|Jay Lichter, Avalon Ventures|
GlaxoSmithKline ($GSK) has a new plan to improve the economics of investing in drug discovery. The London-based drug giant has partnered with veteran life sciences investors at Avalon Ventures to bankroll a crop of drug-hunting startups in San Diego, with GSK committing the bulk of the alliance's $495 million to fuel the new companies.
In search of breaking discoveries from outside the company's walls, GSK has allied with multiple VC outfits in recent years, chasing after "external innovation" along with a herd of other drug giants such as Johnson & Johnson ($JNJ) and Sanofi ($SNY). The pharma companies have learned the hard way after spending billions of dollars on internal operations that have come up short in some cases, and the early partnerships with venture groups offer them access to big ideas in biotech that are starving for capital.
San Diego-based Avalon plans to pump $30 million into the startup activities, with GSK coming up with as much as $465 million, according to a release on the new venture. The partners expect to launch 10 or so startups over the next three years, housing them in a common facility next door to the Torrey Pines Golf Course's driving range, according to a report in The Wall Street Journal. Each startup will focus on discovering drugs against promising disease targets. And under the reported plan, GSK gets to approve which groups get green-lighted for funding as well as the first dibs on acquiring the successful companies.
Glaxo, which has its own venture unit called SR One, has backed the work with Avalon after announcing a $50 million investment in a $250 million fund for biotech startups from San Mateo, CA-based Sanderling Ventures in January and joining forces with J&J and Index Ventures on a $200 million biotech fund in the first half of 2012. All the deals put GSK in close proximity to new drugs without having to foot the bill to fund the projects internally. The risk-reward ratio in the Avalon pact appeals to GSK's top brass.
"We are going to immediately own this idea if it is successful, and the level of financial exposure is, frankly, quite small," Moncef Slaoui, who heads Glaxo's research and development, told the WSJ.
For Avalon, the deal with GSK appears to significantly extend its own ability to invest in drug-discovery outfits. Last year the VC firm, which backs both life sciences and IT groups, raised a new $200 million fund, which can only get a firm so far in the capital-intensive biotech game.
Avalon's Jay Lichter and the rest of the life sciences team have made some fortunate biotech bets. In 2011 Bristol-Myers Squibb ($BMY) snapped up Avalon's portfolio company Amira Pharmaceuticals for $325 million in upfront cash. Also that year, Amgen ($AMGN) scooped up Avalon-backed Biovex for $425 million down and up to a $1 billion down the road. The WSJ reports that deal between the firm and GSK evolved from Lichter's discussion with Glaxo R&D exec Lon Cardon, who worked with Lichter at the San Diego biotech Sequana Therapeutics.

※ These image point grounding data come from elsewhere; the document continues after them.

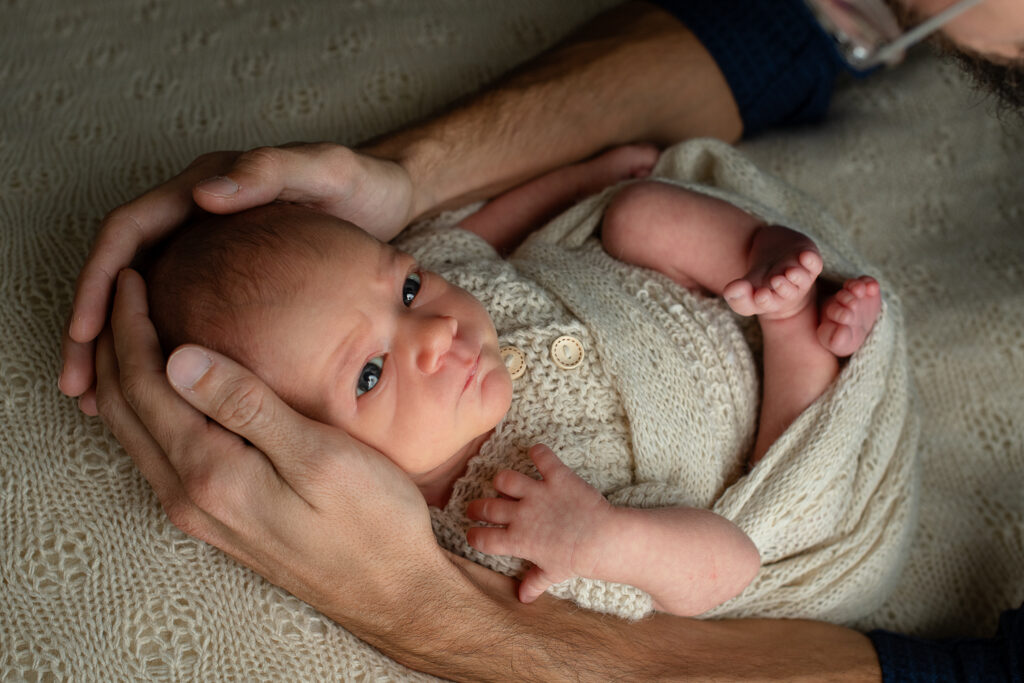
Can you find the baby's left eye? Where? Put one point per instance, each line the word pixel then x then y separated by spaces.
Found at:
pixel 410 288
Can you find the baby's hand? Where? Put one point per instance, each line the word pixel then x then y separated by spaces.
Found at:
pixel 556 523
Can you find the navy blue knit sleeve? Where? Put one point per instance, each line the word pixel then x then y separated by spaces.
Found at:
pixel 916 660
pixel 778 62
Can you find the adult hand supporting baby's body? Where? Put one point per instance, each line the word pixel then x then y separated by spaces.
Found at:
pixel 375 194
pixel 327 518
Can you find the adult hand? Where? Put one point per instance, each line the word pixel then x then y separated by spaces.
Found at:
pixel 312 510
pixel 374 194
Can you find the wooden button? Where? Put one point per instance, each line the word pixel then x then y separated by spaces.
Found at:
pixel 566 352
pixel 514 359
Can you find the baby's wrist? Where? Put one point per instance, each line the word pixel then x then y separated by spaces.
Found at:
pixel 595 549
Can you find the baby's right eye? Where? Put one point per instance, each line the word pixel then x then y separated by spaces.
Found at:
pixel 370 376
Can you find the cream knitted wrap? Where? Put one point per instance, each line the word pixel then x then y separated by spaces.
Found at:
pixel 830 506
pixel 100 100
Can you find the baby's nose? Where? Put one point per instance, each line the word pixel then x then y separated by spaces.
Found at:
pixel 435 335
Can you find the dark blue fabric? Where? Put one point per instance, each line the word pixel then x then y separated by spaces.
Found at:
pixel 778 62
pixel 985 659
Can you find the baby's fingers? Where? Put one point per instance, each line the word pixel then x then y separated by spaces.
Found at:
pixel 535 583
pixel 492 510
pixel 512 483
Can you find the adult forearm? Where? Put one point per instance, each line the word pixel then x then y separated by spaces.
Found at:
pixel 634 73
pixel 480 632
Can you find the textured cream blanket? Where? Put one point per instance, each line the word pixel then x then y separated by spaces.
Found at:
pixel 99 100
pixel 662 412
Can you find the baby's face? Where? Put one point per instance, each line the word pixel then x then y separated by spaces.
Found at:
pixel 397 356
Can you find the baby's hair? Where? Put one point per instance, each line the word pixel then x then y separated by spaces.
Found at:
pixel 215 268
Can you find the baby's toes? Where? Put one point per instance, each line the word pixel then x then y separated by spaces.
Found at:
pixel 739 295
pixel 837 310
pixel 835 337
pixel 812 261
pixel 783 286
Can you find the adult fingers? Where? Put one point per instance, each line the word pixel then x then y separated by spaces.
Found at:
pixel 78 373
pixel 122 233
pixel 143 450
pixel 212 463
pixel 219 474
pixel 291 173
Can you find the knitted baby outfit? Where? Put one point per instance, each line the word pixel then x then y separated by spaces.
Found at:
pixel 662 411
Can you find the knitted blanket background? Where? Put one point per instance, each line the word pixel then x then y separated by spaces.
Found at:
pixel 99 100
pixel 668 418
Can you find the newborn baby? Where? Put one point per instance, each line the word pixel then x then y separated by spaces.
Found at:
pixel 355 333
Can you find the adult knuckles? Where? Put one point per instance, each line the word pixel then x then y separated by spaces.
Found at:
pixel 184 515
pixel 211 487
pixel 263 162
pixel 241 404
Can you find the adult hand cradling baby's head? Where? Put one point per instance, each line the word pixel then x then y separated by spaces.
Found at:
pixel 296 500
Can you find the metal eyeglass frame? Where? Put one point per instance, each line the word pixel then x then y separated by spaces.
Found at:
pixel 867 34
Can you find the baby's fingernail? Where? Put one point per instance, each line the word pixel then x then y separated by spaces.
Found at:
pixel 186 366
pixel 218 185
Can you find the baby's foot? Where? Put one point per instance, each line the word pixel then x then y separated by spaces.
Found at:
pixel 848 315
pixel 784 265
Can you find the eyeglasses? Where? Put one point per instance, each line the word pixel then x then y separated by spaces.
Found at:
pixel 867 34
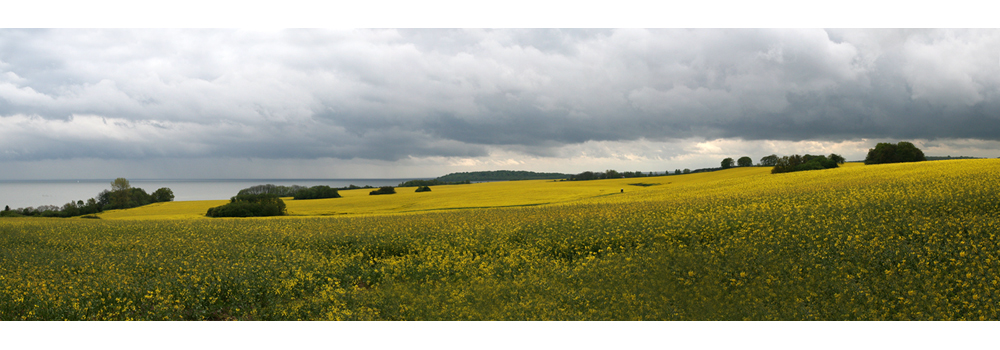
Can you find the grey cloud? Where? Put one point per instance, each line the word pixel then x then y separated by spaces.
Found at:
pixel 393 94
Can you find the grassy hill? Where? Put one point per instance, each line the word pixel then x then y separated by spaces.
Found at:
pixel 880 242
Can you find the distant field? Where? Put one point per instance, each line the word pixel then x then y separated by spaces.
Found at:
pixel 883 242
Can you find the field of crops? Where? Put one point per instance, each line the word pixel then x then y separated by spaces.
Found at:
pixel 880 242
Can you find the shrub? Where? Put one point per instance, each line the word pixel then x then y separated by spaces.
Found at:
pixel 247 205
pixel 163 195
pixel 802 163
pixel 383 190
pixel 902 152
pixel 317 192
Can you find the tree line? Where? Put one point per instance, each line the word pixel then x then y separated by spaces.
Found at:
pixel 121 196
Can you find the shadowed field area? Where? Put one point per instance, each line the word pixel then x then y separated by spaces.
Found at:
pixel 880 242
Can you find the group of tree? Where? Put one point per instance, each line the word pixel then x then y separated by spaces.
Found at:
pixel 280 191
pixel 383 190
pixel 248 205
pixel 431 182
pixel 317 192
pixel 807 162
pixel 743 161
pixel 607 174
pixel 299 192
pixel 497 175
pixel 901 152
pixel 121 196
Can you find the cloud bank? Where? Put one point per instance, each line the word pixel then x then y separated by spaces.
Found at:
pixel 394 95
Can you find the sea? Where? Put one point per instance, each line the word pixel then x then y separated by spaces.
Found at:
pixel 33 193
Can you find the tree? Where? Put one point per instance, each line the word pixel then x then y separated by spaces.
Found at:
pixel 727 163
pixel 885 153
pixel 163 195
pixel 770 160
pixel 120 184
pixel 119 193
pixel 837 158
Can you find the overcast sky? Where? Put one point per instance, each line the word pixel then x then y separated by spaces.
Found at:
pixel 156 103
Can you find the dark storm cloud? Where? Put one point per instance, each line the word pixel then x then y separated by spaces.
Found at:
pixel 394 94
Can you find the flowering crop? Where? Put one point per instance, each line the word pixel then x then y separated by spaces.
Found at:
pixel 913 241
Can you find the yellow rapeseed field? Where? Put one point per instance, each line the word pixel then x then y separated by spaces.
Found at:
pixel 915 241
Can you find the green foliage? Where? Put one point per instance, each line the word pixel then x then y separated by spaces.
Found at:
pixel 317 192
pixel 280 191
pixel 902 152
pixel 495 175
pixel 607 174
pixel 727 163
pixel 163 194
pixel 802 163
pixel 248 205
pixel 383 190
pixel 770 160
pixel 837 158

The discovery stage of biotech carries some of the highest risks and has generally starved for capital in recent years. Big pharma companies have come to the rescue in some cases, including Sanofi's deal last year to join forces with Third Rock Ventures to launch a discovery-stage biotech called Warp Drive Bio.

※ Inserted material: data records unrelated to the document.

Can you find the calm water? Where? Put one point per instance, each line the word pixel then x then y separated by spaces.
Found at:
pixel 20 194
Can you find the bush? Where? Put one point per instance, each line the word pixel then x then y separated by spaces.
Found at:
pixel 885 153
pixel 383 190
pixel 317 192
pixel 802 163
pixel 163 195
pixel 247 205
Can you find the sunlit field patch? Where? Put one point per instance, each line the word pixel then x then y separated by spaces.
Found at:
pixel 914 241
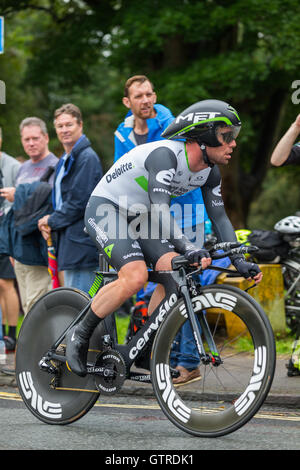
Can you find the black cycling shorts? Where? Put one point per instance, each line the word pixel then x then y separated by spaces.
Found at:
pixel 6 268
pixel 122 237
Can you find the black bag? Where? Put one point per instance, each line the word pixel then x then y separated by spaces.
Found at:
pixel 271 244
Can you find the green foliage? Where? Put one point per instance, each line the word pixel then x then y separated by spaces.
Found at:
pixel 247 53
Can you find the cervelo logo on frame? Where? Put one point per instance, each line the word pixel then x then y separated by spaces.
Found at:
pixel 197 117
pixel 2 92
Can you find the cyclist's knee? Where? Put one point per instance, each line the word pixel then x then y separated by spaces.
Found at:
pixel 164 262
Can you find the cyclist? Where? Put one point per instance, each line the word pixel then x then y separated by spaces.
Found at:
pixel 128 213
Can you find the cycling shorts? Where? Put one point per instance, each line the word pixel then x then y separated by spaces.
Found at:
pixel 122 237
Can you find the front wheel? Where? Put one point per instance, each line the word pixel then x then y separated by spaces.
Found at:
pixel 64 398
pixel 227 395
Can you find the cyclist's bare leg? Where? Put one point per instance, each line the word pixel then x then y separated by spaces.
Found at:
pixel 131 278
pixel 163 264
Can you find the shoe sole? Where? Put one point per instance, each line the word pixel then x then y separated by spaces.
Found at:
pixel 187 382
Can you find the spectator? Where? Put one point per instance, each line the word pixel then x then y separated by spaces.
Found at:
pixel 145 120
pixel 9 299
pixel 32 270
pixel 78 172
pixel 286 152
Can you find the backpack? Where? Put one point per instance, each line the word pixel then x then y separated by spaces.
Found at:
pixel 271 245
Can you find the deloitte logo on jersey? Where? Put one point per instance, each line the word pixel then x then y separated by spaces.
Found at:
pixel 119 171
pixel 197 117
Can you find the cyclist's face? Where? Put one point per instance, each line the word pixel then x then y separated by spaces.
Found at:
pixel 68 129
pixel 35 142
pixel 222 154
pixel 141 100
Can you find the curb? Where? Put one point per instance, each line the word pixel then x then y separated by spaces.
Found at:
pixel 7 378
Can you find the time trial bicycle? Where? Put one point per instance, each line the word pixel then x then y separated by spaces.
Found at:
pixel 233 386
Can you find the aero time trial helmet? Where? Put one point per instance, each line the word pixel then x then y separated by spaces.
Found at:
pixel 208 122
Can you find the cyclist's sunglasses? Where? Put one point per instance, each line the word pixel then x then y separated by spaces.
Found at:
pixel 227 134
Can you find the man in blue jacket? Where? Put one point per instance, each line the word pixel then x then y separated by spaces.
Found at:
pixel 145 121
pixel 77 173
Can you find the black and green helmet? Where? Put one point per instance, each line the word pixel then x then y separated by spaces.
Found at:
pixel 203 121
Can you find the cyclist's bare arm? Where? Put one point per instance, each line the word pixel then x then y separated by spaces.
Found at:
pixel 284 146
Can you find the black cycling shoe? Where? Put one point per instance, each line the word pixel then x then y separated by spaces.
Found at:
pixel 76 352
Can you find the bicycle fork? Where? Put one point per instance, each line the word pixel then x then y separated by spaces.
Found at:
pixel 205 358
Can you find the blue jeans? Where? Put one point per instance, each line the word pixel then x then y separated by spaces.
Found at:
pixel 81 279
pixel 184 351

Venture firms alone lack the capital fund all the ideas that deserve funding. Last year life science VC outfits raised $2.5 billion, down steeply from the average of $7.8 billion during the years of 2007 and 2008, according to a recent report from the law firm Fenwick & West. Venture companies and startups crave capital, and drugmakers hunger for innovation. Today we see how these interests have converged yet again, and it should be good news for young biotech startups.